Olay, 2024 yılının bir akşamında, Konya’da bulunan Necmettin Erbakan Üniversitesi Meram Tıp Fakültesi Hastanesi’nin Genel Cerrahi Yoğun Bakım Ünitesi’nde meydana geldi. Bu trajik olayda, hasta Elif Sivri, hastanedeki tüm tıbbi müdahalelere rağmen, maalesef kurtarılamadı. Elif Sivri’nin ölüm haberini alan oğlu H.A.S., derin bir öfke ve acı içinde hastanede doktorlarla tartışmaya girdi. İddialara göre, H.A.S., doktorlar Dr. Yasin Esen ve Dr. Erol Mangır’a saldırarak, onları darp etti. Yaralanan doktorlar hafif yaralarla olayı atlattı, ancak durumun ciddiyeti nedeniyle derhal hastaneye polis ekipleri sevk edildi. Saldırıdan sonra, doktorların yaptığı şikayet üzerine H.A.S. gözaltına alındı.
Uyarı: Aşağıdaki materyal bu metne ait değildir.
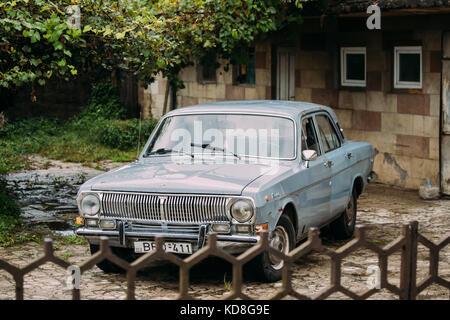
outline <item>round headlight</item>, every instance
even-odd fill
[[[253,217],[253,205],[248,200],[238,200],[231,206],[231,216],[238,222],[246,222]]]
[[[88,194],[81,199],[81,213],[94,216],[100,211],[100,199],[94,194]]]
‘ŞU AN BELKİ HAYATTA OLABİLİRDİ’
Olay sonrasında sağlık ekibinde yer alan Dr. Erol Mangır, yaşananları detaylı bir şekilde aktardı. Dr. Mangır, hastalarının 35 gündür yoğun bakımda tedavi altında olduğunu ve hasta durumunun bu süreçte kötüleştiğini, sonuç olarak hastanın entübe edildiğini belirtti. Aileye hastanın durumu hakkında detaylı bilgi verildiğini belirten doktor, olayın gelişimini şu şekilde anlattı: “Hastamızın durumunu aileye açıkladıktan sonra, oğlu olduğunu öğrendiğimiz bir kişi elini kolunu sallayarak yoğun bakıma girdi. İlk olarak Yasin hocamızı darbetti. Ben de müdahale etmeye çalıştım fakat bu sırada yüzüme iki kez darbe alarak boğazım sıkıldı” dedi. Bu tür saldırıların sağlık hizmetlerinin sunumunu nasıl etkilediğini vurgulayan Dr. Mangır, hastalarına 45 dakika süresince müdahale etmeleri gerektiği halde, bu sürecin sadece 6. dakikasında hasta yakını tarafından engellendiklerini ifade etti.
Bu olay, sağlık personeli açısından yaşanan bir başka şiddet vakası olarak kaydedilirken, toplumda sağlık çalışanlarına yönelik artan şiddet konusundaki endişeleri de derinleştirdi. Hastaların acılarını paylaşan ve bu süreçte en iyi hizmeti sunmaya çalışan doktorların, bu gibi durumlarla karşı karşıya kalmaları, hem psikolojik hem de fiziksel olarak ciddi sonuçlar doğurabiliyor. Yetkililerin ve sağlık kuruluşlarının, sağlık çalışanları üzerindeki şiddeti önleme konusunda daha etkin önlemler alması gerektiği bir kez daha ön plana çıktı.
Sonuç olarak, bu tür olayların yaşanmaması ve sağlık hizmetlerinin kesintisiz bir şekilde devam edebilmesi için, hem hasta yakınları hem de sağlık çalışanları tarafından daha dikkatli ve saygılı bir iletişim kurulması şart. İnsanların acı duyduğu ve hassas olduğu anlarda, sağduyunun elden bırakılmaması gerektiği üzerinde durulmalıdır. Sağlık hizmetleri, yaşam ve ölüm arasındaki ince çizgideki insanların hayatlarını kurtarmak için çaba gösteren profesyoneller tarafından yürütülmektedir; bu nedenle, bu tür saldırılar sağlık sisteminin bütünlüğüne zarar vermekte ve sonuçta hastaların daha fazla zarar görmesine neden olmaktadır.